How can instructors leverage assessment instruments in design, build, and test courses to simultaneously improve student outcomes and assess student learning well enough to improve courses for future students?

A learning statement is a structured text-based construct for students to record what they learned by reflecting on authentic immersive experiences in a semester-long engineering design course. The immersive experiences include lectures, assignments, reviews, building, testing, and a post-analysis of an electro-mechanical device to address a given customer need.

Over the past three years, in the School of Aerospace and Mechanical Engineering at the University of Oklahoma, Norman, we have collected almost 30,000 learning statements from almost 400 students. In the past few years, we have analyzed this data to improve our understanding of what students have learned by reflecting on doing and thence how we might improve the delivery of the course.

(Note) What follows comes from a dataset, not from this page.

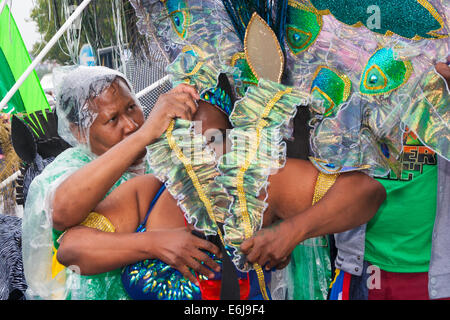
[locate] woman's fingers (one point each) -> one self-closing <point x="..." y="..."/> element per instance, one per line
<point x="186" y="88"/>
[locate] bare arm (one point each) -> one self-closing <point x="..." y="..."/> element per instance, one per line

In an earlier paper, we described a text mining framework to facilitate the analysis of a vast number of learning statements. Our focus, in the earlier paper, was on describing the functionalities (i.e., data cleaning, data management, text analysis, and visualization results) of the framework and demonstrating one of the text quantification methods — term frequency — using the learning statements. In this paper, we focus on demonstrating another text quantification method, namely, text similarity, to facilitate instructors’ gaining new insights from students’ learning statements. In the method of text similarity, we measure the cosine distance between two text vectors and is typically used to compare the semantic similarity between documents. In this paper, we compare the similarity between what students learned (embodied in learning statements) and what instructors expected the students to learn (embodied in the course booklet), thus providing evidence-based guidance to instructors on how to improve the delivery of AME4163 – Principles of Engineering Design.